Les enjeux pratiques
Pour bien comprendre ce que cela implique, voici les principales évolutions à anticiper dès l’ouverture d’un contentieux civil :
- L’accès au juge dépend désormais de la capacité à prouver une démarche amiable, sous peine de voir sa demande rejetée d’entrée de jeu.
- Le rôle des conciliateurs, médiateurs et avocats prend une toute nouvelle dimension : ils doivent maîtriser les outils de négociation et accompagner leurs clients tout au long de cette étape.
- Le calendrier judiciaire s’en trouve modifié : la tentative amiable retarde la saisine du juge mais ne bloque pas le cours de la prescription.
En rendant obligatoire la négociation, la procédure civile impose une nouvelle culture du compromis.

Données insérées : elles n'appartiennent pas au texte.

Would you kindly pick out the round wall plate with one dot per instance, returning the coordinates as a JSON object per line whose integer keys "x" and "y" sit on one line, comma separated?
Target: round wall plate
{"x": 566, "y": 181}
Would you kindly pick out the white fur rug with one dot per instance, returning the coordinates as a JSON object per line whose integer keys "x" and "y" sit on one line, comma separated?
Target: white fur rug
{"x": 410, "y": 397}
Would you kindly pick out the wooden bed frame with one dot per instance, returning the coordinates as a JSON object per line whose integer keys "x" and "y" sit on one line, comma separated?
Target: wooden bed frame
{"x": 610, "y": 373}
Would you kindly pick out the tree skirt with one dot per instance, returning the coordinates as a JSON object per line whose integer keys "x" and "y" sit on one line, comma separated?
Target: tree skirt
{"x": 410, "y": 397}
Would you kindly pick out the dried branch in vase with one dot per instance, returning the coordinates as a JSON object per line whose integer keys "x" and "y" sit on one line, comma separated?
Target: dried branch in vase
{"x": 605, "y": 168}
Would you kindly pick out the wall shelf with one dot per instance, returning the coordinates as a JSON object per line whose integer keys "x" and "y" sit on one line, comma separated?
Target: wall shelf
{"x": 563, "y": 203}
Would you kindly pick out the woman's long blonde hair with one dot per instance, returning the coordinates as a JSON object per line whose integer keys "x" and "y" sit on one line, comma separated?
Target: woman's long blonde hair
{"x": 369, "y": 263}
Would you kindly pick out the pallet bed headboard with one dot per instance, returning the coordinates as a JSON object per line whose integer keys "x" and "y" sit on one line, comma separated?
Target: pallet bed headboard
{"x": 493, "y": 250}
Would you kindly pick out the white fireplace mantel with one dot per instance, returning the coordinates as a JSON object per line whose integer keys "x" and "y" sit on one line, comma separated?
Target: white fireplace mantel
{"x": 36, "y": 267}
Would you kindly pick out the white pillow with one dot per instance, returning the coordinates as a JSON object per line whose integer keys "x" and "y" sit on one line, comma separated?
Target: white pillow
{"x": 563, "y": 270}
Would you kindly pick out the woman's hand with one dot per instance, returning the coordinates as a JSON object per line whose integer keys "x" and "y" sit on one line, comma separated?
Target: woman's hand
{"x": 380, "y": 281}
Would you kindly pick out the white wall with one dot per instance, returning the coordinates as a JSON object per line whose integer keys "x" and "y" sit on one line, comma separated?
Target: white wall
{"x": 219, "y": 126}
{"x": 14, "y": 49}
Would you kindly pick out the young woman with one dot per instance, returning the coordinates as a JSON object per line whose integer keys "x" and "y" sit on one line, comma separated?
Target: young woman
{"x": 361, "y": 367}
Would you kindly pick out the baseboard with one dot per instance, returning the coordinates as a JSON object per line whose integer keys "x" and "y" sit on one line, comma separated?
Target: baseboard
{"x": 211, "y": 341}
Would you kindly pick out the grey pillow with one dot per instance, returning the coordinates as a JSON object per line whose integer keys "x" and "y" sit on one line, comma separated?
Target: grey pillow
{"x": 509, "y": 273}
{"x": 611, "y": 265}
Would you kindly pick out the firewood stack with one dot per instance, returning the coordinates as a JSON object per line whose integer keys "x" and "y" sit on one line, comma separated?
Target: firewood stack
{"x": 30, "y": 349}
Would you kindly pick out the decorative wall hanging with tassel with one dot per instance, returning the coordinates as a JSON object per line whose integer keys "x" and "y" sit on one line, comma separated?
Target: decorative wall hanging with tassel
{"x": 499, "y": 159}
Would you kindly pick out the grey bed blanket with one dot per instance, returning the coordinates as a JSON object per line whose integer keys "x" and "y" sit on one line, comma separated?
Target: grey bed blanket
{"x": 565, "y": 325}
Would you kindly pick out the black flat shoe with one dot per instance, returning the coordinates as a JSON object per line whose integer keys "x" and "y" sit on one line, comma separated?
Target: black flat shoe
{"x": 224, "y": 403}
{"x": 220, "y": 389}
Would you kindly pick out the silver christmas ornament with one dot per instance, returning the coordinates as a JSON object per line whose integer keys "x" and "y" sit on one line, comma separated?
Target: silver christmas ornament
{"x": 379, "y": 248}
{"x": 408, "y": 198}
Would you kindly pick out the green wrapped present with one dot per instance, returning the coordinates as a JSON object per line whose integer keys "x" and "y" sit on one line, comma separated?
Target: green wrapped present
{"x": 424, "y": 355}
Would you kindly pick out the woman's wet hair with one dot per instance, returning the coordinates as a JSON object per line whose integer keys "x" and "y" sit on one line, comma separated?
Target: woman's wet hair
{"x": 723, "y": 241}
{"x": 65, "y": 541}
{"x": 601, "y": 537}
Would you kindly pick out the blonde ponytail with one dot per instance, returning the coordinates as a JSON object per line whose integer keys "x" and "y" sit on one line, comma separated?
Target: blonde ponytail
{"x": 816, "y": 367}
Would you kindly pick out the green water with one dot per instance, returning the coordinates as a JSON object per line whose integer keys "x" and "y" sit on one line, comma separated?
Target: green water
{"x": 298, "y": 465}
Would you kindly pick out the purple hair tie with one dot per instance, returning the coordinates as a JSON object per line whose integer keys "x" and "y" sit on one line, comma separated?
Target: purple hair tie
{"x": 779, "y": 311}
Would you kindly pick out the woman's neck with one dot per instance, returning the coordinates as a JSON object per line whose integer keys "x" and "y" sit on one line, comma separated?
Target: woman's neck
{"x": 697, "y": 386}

Les stratégies d’action et la gestion des délais s’en trouvent profondément modifiées.
Les situations concernées et les principales exceptions prévues par la loi
L’article 750-1 CPC vise plusieurs catégories de litiges civils : actions devant le tribunal judiciaire, affaires dont l’objet ne dépasse pas 5 000 euros, conflits de voisinage (y compris le trouble anormal de voisinage). Ces dossiers, souvent quotidiens, représentent une part significative du contentieux civil.
Mais la règle souffre des exceptions. Dans certaines situations, la démarche amiable peut être écartée : urgence avérée, impossibilité de contacter l’adversaire, nécessité d’une décision unilatérale, ou encore si une procédure de recouvrement simplifiée ou une homologation d’accord est en jeu. De même, lorsque fixer une réunion de conciliation prendrait plus de trois mois, la saisine directe du tribunal redevient possible.
Voici les principales dérogations prévues par le texte :
- Les litiges relevant du tribunal de commerce ou du conseil de prud’hommes sont exclus du dispositif.
- Certains recours préalables, notamment prévus par le code de la consommation, ne sont pas concernés.
- Les procédures d’injonction de payer, les requêtes et les assignations en urgence entrent également dans les exceptions.
La frontière entre obligation et dérogation ne se trace pas d’avance : chaque dossier doit faire l’objet d’une analyse rigoureuse. La moindre imprécision peut coûter cher, avec le risque bien réel d’irrecevabilité.
Conséquences pratiques pour les justiciables et les professionnels du droit
Chaque acte introductif d’instance doit désormais détailler précisément les démarches amiables tentées, faute de quoi la demande sera rejetée sur-le-champ, conformément à l’article 54 du code de procédure civile. La jurisprudence récente, Lyon, Nîmes, est stricte : un simple échange de lettres ne suffit pas, il faut une démarche structurée, qu’il s’agisse d’une conciliation formelle, d’une médiation ou d’une procédure participative véritablement enclenchée.
Pour les justiciables, cette étape supplémentaire peut représenter un coût additionnel, même si la prise en charge par une assurance protection juridique reste possible. La Cour de justice de l’Union européenne a d’ailleurs admis le principe d’un remboursement partiel des frais de médiation, mais la prise en compte de ces frais dépend du tribunal saisi.
Côté professionnels, la vigilance s’impose : une tentative amiable négligée ou mal justifiée peut entraîner la nullité de la demande, voire des sanctions. La tentative amiable n’arrête pas la prescription, ce qui impose une gestion méticuleuse des délais. Avocats, créanciers, débiteurs doivent désormais composer avec cette étape supplémentaire, véritable filtre procédural qui rebat les cartes de la stratégie contentieuse et modifie le rythme du procès civil.
La justice civile ne se résume plus à une confrontation en audience : elle exige désormais d’abord de maîtriser l’art du dialogue et de la négociation. L’obligation de passer par une phase amiable transforme le paysage judiciaire, impose de nouveaux réflexes et pourrait bien, à terme, pacifier des relations jusqu’ici minées par l’affrontement. Reste à voir comment chacun, juriste aguerri ou simple justiciable, saura tirer parti de cette nouvelle donne.